Ignoring Miranda, the brute lurched toward my two friends like a poor man’s King Kong. Robin picked up one of the steel pipes from the scaffolding and brandished it to defend herself against the oncoming monster. “I have had a very rough night already!” She swung the pipe back and forth, but didn’t manage to look threatening.

I finally got to my feet and went after Jekyll with weaving footsteps. Armless and off balance, I must have looked like one of those clichéd Walking Dead zombies.

My severed arm crawled toward the door, working its way toward the monster. It was disorienting to try to move a part of my body from ten feet away, but the arm couldn’t wait for me to catch up.

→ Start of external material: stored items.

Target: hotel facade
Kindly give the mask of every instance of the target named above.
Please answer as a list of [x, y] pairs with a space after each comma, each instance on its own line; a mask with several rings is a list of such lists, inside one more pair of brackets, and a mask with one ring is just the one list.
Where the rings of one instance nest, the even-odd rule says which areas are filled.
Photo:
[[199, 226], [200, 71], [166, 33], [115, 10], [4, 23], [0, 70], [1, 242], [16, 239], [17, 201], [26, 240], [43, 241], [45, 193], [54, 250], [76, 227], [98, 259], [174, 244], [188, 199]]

It had nearly reached him.

The chorus of howls outside grew louder—a whole pack of werewolves closing in.

Miranda bounded forward to join Robin and McGoo, her lips curled back, fangs bared. She plucked the metal pole out of Robin’s hands and faced Jekyll. The monster would tear them all to pieces in just a few seconds.

“Harvey!” I shouted. “For all your big talk, you’re just as unnatural as the rest of us!”

He turned his head to snarl at me. Jekyll wasn’t expecting my severed arm to grab onto his ankle with a grip like a ferocious poodle. He roared, looked down.

In that instant of distraction, Miranda swung the heavy steel pipe with all her lupine strength, like a golfer trying to make the longest drive on a championship course. She cracked him solidly between the legs. And regardless of how massive and muscular the Jekyll monstrosity was, he did not have testicles of steel.

Six bristling werewolves bounded through the door, letting out angry howls—Miranda’s friends from the full-moon party, I assumed. They loped forward, some walking on two legs, others reverting to a more animal form.

Preoccupied with his own agony, Jekyll didn’t even notice. His groan sounded significantly higher pitched than before. He bent over and seemed to fold down and shrink in upon himself. With a long, miserable whimper, he curled into a ball on the floor.